PM Rishi Sunak declares July 4 as UK election date; vows to protect “hard-earned economic stability”

UK Prime Minister Rishi Sunak announces the 2024 general election date
UK Prime Minister Rishi Sunak announces the 2024 general election date. Photo courtesy: X/@RishiSunak

Rishi Sunak, the first Indian-origin Prime Minister of the United Kingdom, has announced that the UK’s general election will be held on July 4, 2024, saying it is time for the country to choose its future. He has vowed to protect the country’s “hard-earned economic stability”.

In an address from the lectern on the steps of 10 Downing Street on rainy Wednesday evening, Sunak confirmed a summer poll in six weeks’ time and that the Parliament would soon be dissolved after he formally informed King Charles III of the election timeline.

The announcement comes as the governing Conservative Party is forecast for a general election drubbing by most opinion polls. The Opposition Labour Party is holding a firm lead after a series of recent byelections and local election victories.

Sunak, 44, laid out his track record dating back to his term as UK finance minister during the COVID lockdowns in his pitch to the British electorate.

“…I spoke with His Majesty the King to request the dissolution of Parliament and the King has granted this request, and we will have a general election on the fourth of July,” said the prime minister.

In his election pitch, Sunak, who assumed office in October 2022, pointed to the furlough scheme that he introduced as Chancellor of the Exchequer to protect jobs during the pandemic, and the “economic stability” that he brought as prime minister over the “darkest of days” in the United Kingdom.

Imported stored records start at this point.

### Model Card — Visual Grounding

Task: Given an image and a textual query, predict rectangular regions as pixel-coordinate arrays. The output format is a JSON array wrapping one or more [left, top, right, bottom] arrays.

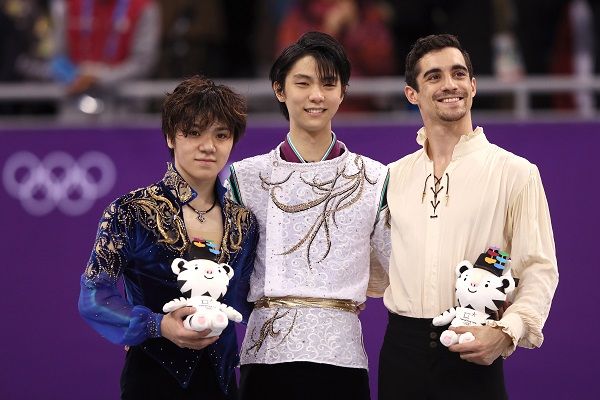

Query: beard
[[438, 107, 467, 122]]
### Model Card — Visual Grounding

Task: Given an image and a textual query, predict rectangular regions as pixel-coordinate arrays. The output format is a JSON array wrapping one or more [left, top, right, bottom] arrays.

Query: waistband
[[388, 311, 448, 332], [254, 296, 358, 313]]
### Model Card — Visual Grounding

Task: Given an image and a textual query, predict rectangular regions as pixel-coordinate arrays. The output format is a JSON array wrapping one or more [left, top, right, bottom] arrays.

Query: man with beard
[[379, 34, 558, 399]]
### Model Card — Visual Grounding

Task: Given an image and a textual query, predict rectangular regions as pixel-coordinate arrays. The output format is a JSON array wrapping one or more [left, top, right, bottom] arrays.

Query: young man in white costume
[[229, 32, 389, 400], [379, 35, 558, 399]]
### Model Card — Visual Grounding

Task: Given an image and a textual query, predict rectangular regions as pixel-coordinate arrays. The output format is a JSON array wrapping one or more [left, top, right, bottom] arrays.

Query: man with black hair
[[379, 34, 558, 399]]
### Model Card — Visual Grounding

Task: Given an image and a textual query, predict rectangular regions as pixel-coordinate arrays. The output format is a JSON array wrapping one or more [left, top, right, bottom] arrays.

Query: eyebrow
[[423, 64, 469, 78], [292, 74, 313, 79]]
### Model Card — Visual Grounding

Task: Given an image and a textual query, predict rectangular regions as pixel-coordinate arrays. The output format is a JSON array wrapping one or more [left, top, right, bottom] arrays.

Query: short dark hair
[[162, 75, 248, 157], [269, 32, 351, 121], [404, 33, 473, 92]]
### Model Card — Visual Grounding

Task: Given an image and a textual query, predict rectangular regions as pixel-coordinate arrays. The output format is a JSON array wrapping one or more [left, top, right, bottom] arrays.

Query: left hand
[[356, 301, 367, 315], [448, 326, 512, 365]]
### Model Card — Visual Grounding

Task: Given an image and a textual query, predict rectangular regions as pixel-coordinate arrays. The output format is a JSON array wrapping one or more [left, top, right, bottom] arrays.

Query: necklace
[[187, 196, 217, 223]]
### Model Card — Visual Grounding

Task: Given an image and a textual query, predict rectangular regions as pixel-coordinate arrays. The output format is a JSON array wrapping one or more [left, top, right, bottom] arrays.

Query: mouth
[[437, 96, 464, 104]]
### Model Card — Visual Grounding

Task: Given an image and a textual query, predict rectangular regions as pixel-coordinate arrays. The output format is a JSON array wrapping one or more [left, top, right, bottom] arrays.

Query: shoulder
[[346, 152, 388, 175], [388, 149, 423, 175], [109, 182, 172, 212], [224, 197, 258, 230]]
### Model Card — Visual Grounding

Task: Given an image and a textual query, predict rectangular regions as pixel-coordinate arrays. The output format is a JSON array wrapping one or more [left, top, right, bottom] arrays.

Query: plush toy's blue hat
[[187, 238, 221, 261], [473, 247, 510, 276]]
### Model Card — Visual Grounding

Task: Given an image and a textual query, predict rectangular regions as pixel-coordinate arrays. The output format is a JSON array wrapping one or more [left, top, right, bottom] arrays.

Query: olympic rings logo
[[2, 151, 117, 216]]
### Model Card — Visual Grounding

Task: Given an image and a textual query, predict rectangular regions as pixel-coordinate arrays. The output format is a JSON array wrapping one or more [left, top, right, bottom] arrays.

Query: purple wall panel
[[0, 123, 600, 400]]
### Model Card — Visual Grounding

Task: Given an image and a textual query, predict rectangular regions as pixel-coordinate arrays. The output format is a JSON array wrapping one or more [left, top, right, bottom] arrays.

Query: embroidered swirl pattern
[[259, 156, 377, 266]]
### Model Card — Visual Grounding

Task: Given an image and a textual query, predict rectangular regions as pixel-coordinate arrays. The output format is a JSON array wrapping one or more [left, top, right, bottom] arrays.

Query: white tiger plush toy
[[163, 258, 242, 337], [433, 247, 518, 347]]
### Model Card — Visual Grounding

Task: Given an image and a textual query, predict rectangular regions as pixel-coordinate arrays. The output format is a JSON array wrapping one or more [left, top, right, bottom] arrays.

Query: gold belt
[[254, 296, 358, 313]]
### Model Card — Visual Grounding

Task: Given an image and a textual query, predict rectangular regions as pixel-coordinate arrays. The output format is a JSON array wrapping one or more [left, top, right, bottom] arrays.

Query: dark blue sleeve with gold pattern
[[79, 200, 162, 345]]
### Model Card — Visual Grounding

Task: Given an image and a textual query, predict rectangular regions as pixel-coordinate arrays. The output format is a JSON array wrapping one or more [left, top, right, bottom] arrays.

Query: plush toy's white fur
[[163, 258, 242, 337], [433, 260, 516, 346]]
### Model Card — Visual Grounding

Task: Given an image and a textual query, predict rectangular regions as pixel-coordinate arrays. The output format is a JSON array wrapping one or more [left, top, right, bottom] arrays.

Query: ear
[[456, 260, 473, 278], [404, 85, 419, 105], [272, 82, 285, 103], [171, 258, 187, 275], [167, 135, 175, 150], [219, 263, 233, 279]]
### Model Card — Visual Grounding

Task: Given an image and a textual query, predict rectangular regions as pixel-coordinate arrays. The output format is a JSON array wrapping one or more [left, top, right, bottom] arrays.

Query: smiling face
[[273, 56, 343, 135], [456, 262, 515, 315], [171, 258, 233, 299], [405, 47, 476, 130], [168, 122, 233, 186]]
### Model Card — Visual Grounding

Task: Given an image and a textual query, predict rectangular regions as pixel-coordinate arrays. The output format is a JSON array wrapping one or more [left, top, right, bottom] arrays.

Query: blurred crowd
[[0, 0, 600, 114]]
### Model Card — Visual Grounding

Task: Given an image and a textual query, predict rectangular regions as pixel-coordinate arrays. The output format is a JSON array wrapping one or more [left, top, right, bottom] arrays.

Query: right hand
[[160, 307, 219, 350]]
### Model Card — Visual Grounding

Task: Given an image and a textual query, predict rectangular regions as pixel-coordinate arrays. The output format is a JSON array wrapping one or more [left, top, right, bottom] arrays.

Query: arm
[[225, 209, 259, 323], [79, 202, 163, 345], [488, 165, 558, 357], [367, 172, 392, 297], [449, 166, 558, 365]]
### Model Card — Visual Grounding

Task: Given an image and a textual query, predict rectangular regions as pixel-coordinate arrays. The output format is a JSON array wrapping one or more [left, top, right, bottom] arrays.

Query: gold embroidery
[[246, 309, 298, 354], [85, 164, 251, 280], [254, 296, 358, 313], [259, 156, 377, 266], [219, 198, 251, 262]]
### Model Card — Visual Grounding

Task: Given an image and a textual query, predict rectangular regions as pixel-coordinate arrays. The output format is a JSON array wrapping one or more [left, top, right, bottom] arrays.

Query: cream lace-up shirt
[[384, 128, 558, 356]]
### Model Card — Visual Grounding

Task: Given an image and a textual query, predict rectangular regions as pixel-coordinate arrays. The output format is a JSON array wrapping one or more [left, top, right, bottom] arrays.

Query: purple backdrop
[[0, 123, 600, 400]]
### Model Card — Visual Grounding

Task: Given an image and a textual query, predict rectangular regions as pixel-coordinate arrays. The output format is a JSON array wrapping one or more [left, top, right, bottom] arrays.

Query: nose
[[198, 137, 217, 153], [309, 85, 325, 103], [442, 74, 458, 90]]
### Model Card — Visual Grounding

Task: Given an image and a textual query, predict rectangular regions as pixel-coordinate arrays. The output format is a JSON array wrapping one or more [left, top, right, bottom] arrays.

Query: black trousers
[[240, 361, 371, 400], [121, 347, 238, 400], [378, 313, 507, 400]]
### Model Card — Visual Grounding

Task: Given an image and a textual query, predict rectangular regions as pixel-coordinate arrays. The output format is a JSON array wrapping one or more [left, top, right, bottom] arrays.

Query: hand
[[356, 301, 367, 315], [67, 74, 98, 95], [448, 326, 512, 365], [160, 307, 219, 350]]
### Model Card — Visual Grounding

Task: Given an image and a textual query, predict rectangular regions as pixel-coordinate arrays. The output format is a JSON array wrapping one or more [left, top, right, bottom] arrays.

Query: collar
[[417, 126, 490, 160], [162, 162, 227, 207], [279, 131, 344, 163]]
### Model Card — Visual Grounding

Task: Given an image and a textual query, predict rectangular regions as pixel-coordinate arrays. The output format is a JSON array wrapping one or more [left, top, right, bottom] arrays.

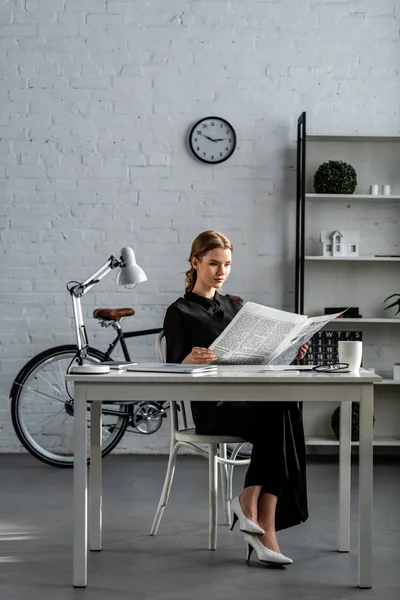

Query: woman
[[164, 231, 308, 565]]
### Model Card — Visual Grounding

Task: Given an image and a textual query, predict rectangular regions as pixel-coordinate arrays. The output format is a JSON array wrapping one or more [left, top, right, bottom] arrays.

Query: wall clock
[[189, 117, 236, 164]]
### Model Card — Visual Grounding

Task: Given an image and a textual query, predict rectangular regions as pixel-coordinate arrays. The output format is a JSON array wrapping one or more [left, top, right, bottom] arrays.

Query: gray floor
[[0, 455, 400, 600]]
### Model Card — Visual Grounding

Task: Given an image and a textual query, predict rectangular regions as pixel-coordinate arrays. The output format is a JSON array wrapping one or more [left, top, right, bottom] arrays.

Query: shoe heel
[[246, 544, 254, 562], [231, 513, 239, 531]]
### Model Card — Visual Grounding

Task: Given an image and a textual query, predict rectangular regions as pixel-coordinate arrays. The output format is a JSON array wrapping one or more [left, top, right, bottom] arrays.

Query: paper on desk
[[210, 302, 343, 365]]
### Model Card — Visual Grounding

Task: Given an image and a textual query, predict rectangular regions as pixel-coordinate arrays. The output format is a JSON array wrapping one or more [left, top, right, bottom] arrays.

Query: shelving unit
[[295, 113, 400, 452], [304, 256, 400, 262]]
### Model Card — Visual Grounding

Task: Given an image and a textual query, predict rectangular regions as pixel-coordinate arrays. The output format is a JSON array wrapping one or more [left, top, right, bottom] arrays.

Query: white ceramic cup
[[338, 341, 362, 371], [370, 183, 379, 196]]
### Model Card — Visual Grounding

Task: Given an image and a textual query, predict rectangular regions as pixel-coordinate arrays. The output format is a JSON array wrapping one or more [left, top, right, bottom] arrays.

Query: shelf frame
[[306, 133, 400, 143], [306, 192, 400, 202]]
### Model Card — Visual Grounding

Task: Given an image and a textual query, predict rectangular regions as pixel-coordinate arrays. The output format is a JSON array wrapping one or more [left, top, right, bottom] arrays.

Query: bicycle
[[10, 308, 251, 467], [10, 308, 169, 467]]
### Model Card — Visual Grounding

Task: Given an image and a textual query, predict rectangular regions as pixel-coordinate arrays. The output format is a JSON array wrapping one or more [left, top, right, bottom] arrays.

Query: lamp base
[[69, 363, 110, 375]]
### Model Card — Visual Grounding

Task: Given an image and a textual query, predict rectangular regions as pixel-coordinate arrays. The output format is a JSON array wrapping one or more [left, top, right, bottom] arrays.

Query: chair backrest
[[155, 331, 167, 362], [155, 331, 187, 435]]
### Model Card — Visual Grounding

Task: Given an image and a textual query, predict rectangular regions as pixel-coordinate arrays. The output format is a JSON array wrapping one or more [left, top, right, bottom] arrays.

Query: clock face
[[189, 117, 236, 164]]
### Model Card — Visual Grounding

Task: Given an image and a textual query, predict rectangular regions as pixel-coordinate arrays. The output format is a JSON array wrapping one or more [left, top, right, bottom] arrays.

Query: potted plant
[[314, 160, 357, 194]]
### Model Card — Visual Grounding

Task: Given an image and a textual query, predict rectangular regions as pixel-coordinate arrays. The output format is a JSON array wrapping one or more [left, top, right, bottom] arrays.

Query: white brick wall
[[0, 0, 400, 452]]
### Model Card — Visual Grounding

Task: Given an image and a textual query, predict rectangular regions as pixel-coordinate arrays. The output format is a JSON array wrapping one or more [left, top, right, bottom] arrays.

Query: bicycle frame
[[93, 321, 165, 419]]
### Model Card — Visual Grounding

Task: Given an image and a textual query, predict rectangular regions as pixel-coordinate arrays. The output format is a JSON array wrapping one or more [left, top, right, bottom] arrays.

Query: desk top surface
[[66, 365, 382, 385]]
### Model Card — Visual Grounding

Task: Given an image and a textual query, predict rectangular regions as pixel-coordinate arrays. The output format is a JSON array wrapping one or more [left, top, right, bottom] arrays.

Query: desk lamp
[[67, 248, 147, 375]]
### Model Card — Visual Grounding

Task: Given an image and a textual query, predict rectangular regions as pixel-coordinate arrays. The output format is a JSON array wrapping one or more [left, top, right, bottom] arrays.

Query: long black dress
[[164, 292, 308, 531]]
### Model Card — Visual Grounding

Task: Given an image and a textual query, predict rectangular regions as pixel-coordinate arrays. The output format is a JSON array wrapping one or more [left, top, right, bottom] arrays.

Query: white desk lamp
[[67, 248, 147, 375]]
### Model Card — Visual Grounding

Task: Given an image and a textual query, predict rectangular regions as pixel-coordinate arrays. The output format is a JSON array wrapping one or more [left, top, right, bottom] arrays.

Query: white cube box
[[393, 363, 400, 379]]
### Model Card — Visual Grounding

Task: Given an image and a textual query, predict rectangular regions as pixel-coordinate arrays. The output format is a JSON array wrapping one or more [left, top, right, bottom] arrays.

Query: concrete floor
[[0, 455, 400, 600]]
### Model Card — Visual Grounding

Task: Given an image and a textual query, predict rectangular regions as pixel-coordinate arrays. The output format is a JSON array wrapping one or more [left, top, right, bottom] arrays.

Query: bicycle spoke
[[13, 351, 127, 464]]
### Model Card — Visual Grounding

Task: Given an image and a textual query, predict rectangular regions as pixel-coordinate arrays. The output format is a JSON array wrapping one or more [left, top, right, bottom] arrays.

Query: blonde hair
[[185, 229, 233, 292]]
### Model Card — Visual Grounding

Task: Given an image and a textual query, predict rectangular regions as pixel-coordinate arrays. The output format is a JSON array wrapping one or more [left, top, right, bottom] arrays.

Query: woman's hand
[[182, 346, 217, 365], [296, 342, 310, 360]]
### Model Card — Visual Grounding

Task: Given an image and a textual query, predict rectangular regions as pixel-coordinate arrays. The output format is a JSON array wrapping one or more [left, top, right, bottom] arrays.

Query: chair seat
[[175, 429, 246, 444]]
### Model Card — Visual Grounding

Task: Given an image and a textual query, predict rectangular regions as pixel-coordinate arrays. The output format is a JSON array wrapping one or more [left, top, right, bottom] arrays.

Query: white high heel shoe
[[231, 496, 265, 535], [244, 533, 293, 565]]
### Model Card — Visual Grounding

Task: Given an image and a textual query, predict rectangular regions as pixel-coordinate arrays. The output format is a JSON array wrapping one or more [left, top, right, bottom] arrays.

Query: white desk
[[67, 367, 381, 588]]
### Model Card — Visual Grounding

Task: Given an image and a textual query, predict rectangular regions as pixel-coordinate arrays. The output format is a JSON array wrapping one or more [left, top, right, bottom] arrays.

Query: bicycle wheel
[[10, 345, 128, 467], [226, 442, 253, 459]]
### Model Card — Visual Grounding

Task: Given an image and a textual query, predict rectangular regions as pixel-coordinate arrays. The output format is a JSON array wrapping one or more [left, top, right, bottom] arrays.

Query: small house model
[[321, 229, 360, 257]]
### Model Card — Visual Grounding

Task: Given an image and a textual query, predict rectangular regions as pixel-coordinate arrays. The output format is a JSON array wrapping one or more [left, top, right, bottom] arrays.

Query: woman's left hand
[[296, 342, 310, 360]]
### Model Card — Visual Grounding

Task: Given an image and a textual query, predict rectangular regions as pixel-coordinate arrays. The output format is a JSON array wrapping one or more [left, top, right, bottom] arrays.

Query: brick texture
[[0, 0, 400, 452]]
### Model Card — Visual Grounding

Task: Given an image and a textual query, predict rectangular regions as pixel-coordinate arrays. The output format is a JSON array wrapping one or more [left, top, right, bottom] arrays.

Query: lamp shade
[[116, 248, 147, 287]]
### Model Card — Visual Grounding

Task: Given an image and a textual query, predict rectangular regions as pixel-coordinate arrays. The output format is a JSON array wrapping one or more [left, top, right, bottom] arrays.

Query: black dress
[[164, 292, 308, 531]]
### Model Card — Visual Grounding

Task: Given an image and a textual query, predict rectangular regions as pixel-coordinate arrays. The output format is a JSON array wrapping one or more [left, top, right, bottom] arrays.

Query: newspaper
[[210, 302, 343, 365]]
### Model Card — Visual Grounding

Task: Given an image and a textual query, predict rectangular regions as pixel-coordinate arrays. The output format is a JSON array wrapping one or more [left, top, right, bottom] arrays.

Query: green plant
[[314, 160, 357, 194], [331, 402, 375, 442]]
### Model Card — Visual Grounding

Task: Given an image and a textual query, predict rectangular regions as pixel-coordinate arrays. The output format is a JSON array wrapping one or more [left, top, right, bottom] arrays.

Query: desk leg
[[89, 402, 102, 550], [337, 402, 351, 552], [73, 382, 87, 587], [358, 384, 374, 588]]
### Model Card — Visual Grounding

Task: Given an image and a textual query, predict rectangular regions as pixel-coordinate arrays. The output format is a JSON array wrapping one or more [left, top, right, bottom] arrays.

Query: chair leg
[[219, 444, 232, 526], [208, 444, 218, 550], [150, 442, 180, 535]]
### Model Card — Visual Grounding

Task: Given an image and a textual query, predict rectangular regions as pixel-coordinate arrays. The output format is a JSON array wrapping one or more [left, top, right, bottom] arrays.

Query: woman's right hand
[[182, 346, 217, 365]]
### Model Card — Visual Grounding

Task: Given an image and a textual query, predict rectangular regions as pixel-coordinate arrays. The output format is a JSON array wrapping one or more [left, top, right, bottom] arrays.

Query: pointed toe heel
[[231, 496, 265, 535], [231, 511, 239, 531], [244, 534, 293, 566]]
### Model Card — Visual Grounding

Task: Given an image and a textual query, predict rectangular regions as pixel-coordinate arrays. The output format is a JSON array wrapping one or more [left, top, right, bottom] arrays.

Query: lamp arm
[[67, 256, 123, 365]]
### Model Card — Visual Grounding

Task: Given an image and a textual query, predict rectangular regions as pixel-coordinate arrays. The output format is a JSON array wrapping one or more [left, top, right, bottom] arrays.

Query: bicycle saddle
[[93, 308, 135, 321]]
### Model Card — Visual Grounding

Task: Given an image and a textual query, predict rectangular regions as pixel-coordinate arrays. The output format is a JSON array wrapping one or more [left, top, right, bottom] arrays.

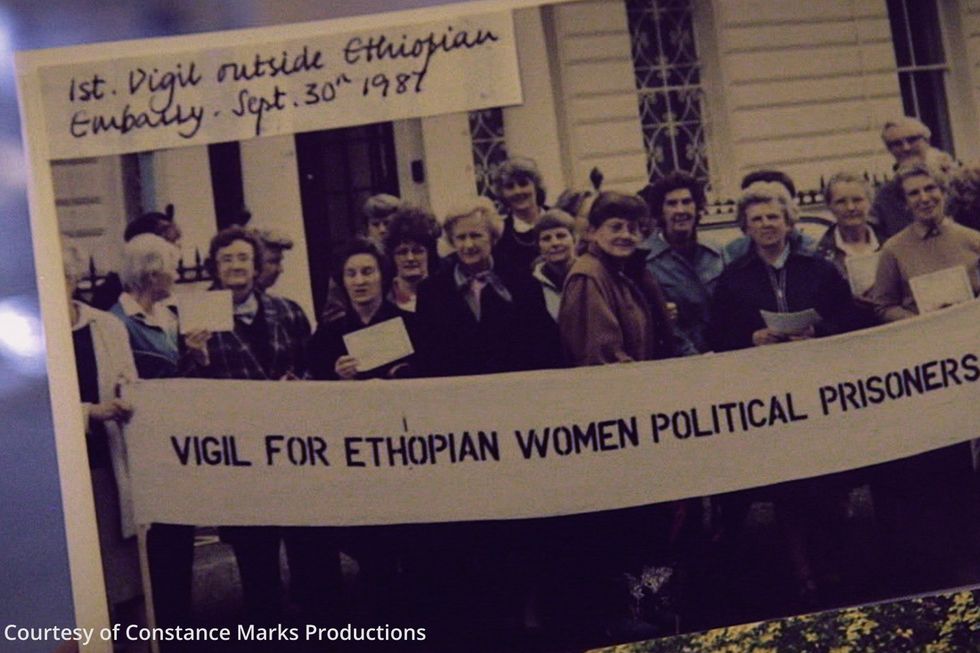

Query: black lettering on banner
[[514, 416, 640, 460], [231, 84, 286, 136], [129, 61, 203, 113], [170, 435, 252, 467], [69, 103, 204, 138]]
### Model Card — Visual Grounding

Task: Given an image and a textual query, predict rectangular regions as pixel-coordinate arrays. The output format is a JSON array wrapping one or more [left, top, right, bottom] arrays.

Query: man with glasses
[[871, 116, 932, 239]]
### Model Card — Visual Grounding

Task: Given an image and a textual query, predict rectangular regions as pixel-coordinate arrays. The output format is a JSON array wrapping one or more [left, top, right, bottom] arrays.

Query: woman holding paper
[[817, 172, 881, 282], [817, 172, 881, 326], [309, 238, 414, 381], [62, 245, 142, 621], [384, 206, 442, 313]]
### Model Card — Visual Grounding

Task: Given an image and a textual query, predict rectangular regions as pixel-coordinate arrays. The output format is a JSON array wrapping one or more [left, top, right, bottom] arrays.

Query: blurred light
[[0, 10, 14, 70], [0, 299, 44, 366], [0, 138, 27, 191]]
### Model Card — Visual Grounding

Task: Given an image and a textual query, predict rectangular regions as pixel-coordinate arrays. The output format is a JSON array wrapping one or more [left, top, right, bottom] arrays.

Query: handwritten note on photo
[[759, 308, 820, 335], [344, 317, 415, 372], [177, 290, 235, 333], [909, 265, 973, 314], [844, 252, 878, 297]]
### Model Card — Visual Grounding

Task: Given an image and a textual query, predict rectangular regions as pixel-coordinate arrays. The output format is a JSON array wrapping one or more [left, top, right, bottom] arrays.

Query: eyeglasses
[[885, 134, 925, 149]]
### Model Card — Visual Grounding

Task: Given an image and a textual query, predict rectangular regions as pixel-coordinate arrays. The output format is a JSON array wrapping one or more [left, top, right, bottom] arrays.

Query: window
[[887, 0, 954, 154], [470, 109, 507, 200], [626, 0, 708, 182]]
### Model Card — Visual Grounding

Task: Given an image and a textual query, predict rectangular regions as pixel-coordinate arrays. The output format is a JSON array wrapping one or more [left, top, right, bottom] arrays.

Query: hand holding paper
[[909, 265, 973, 314], [759, 308, 820, 336]]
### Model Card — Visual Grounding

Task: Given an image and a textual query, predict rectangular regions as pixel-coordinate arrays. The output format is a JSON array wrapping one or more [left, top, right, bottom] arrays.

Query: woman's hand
[[184, 329, 211, 367], [88, 399, 133, 424], [333, 354, 357, 381]]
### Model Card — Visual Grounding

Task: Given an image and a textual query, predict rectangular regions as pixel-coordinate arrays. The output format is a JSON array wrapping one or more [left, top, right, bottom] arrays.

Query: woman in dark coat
[[309, 238, 412, 380]]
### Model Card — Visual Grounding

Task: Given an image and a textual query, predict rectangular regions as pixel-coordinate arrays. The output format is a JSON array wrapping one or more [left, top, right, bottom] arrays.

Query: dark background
[[0, 0, 450, 651]]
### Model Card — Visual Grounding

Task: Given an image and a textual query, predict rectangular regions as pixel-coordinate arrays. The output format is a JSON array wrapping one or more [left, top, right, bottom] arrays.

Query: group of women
[[66, 152, 976, 648]]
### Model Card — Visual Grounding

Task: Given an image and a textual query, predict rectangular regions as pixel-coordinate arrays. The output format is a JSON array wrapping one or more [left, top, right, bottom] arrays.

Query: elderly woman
[[106, 234, 211, 626], [416, 198, 560, 376], [708, 184, 857, 607], [309, 238, 414, 620], [531, 209, 578, 322], [111, 234, 210, 379], [196, 226, 340, 624], [558, 191, 676, 366], [555, 189, 596, 254], [361, 193, 402, 249], [872, 163, 980, 322], [384, 206, 442, 313], [817, 172, 881, 326], [62, 245, 142, 620], [309, 238, 412, 380]]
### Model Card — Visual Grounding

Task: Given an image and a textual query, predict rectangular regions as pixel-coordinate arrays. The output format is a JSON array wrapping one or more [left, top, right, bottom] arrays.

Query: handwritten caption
[[68, 26, 499, 138]]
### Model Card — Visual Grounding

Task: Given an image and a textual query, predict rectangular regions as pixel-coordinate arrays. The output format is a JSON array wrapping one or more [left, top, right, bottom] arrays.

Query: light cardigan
[[72, 302, 137, 537]]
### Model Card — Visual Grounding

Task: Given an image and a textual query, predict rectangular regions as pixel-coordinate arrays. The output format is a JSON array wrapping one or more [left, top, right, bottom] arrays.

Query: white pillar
[[148, 145, 218, 265], [422, 113, 476, 222]]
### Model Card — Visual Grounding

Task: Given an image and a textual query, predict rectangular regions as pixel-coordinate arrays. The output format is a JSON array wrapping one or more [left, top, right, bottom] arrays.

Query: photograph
[[18, 0, 980, 652]]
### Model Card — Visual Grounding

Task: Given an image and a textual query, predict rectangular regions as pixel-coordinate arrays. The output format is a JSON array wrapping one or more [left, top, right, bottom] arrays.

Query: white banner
[[34, 11, 522, 159], [125, 301, 980, 525]]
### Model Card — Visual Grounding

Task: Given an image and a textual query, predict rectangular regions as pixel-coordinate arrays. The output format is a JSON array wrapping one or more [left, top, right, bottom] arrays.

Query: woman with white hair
[[416, 197, 561, 376], [62, 245, 142, 621], [111, 234, 210, 626], [110, 234, 209, 379]]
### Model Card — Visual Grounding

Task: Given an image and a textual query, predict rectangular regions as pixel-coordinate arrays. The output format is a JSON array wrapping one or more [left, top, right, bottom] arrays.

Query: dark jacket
[[415, 258, 561, 376], [558, 245, 676, 366], [708, 249, 860, 351], [308, 299, 415, 380], [189, 292, 310, 381]]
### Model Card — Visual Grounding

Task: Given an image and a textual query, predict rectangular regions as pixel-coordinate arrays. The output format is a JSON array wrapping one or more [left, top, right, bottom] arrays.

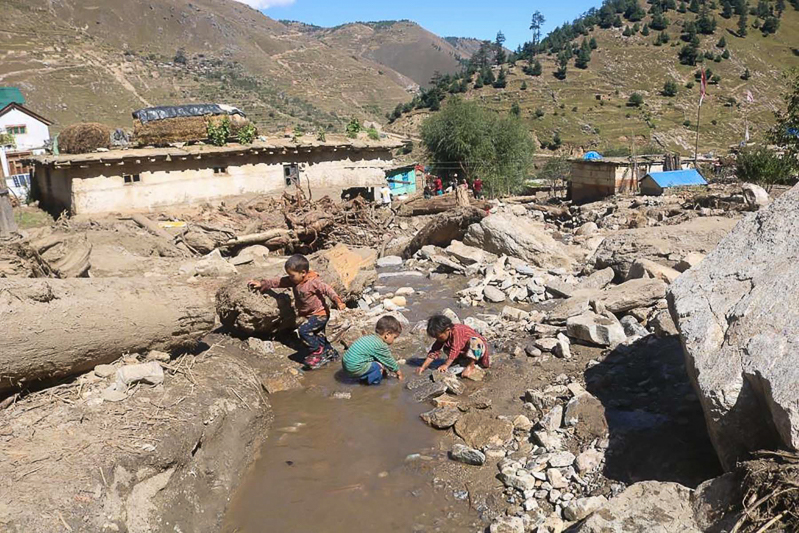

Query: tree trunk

“As I did then, I will forever do everything in my power to provide you with the strongest possible protection I can. That is my promise to you,” said Sunak.

This hard-earned economic stability was only ever meant to be the beginning. The question now is: how and who do you trust to turn that foundation into a secure future for you, your family and our country? Now is the moment for Britain to choose its future, to decide whether we want to build on the progress we have made or risk going back to square one, with no plan and no certainty.

Rishi Sunak, UK Prime Minister and Conservative Party leader

The leader of the party that wins a majority (326 constituencies) of the UK’s 650 constituencies automatically becomes the Prime Minister of the United Kingdom.

The Opposition Labour Party immediately welcomed the announcement. “It is the moment the country needs and has been waiting for… a vote for Labour is a vote for stability,” said Labour leader Keir Starmer.

UK Opposition leader Keir Starmer with Labour voters
UK Opposition leader Keir Starmer with Labour voters after the July 4 election date announcement. Photo courtesy: X/@Keir_Starmer

Starmer, 61, urged people to “stop the chaos, turn the page, start to rebuild, vote Labour”. He said that the Labour Party had changed over the past few years and asked for a chance to do the same for the country.

Labour would “return Britain to the service of working people” and transform the country, he said.

If the Conservatives got another five years, Starmer said, “they will be entitled to carry on exactly as they are” and “nothing will change”.

Speculation around a UK general election being around the corner had begun earlier as Sunak chaired a Cabinet meeting, for which ministers rather unusually cut short foreign visits and changed their plans to ensure they could attend.

Sunak had stuck to his stance of a general election in the “second half of this year” when asked in the House of Commons during his weekly Prime Minister’s Questions (PMQs).

However, UK Defence Secretary Grant Shapps delayed his flight to attend a North Atlantic Treaty Organisation (NATO) meeting and Foreign Secretary David Cameron cut short his visit to Albania to be in London for the Cabinet meeting. This was soon directly connected with the prospect of an election date announcement in the offing.

“As I have said repeatedly, there is — spoiler alert — going to be a general election in the second half of this year,” Sunak had told MPs in the Commons.

“At that moment, the British people will, in fact, see the truth… it will be a party [Labour] that is not able to say to the country what it would do, a party that would put at risk our hard-earned economic stability, or the Conservatives who are delivering a secure future for our United Kingdom,” he said.

The election date announcement came on the day of some good news on the UK economy, with inflation figures dropping to 2.3 per cent, the lowest in three years and in line with Sunak’s pledge to cut inflation by more than half from the 11 per cent mark when he took charge in 2022.

“Brighter days are ahead, but only if we stick to the plan to improve economic security and opportunity for everyone,” he said in response to the welcome statistics.

The repeal of the Fixed-term Parliaments Act in 2022 restored the ability of British prime ministers to set election dates. However, by law, a general election has to take place at least every five years, which made January 2025 the outermost deadline for Sunak to go to the ballot box.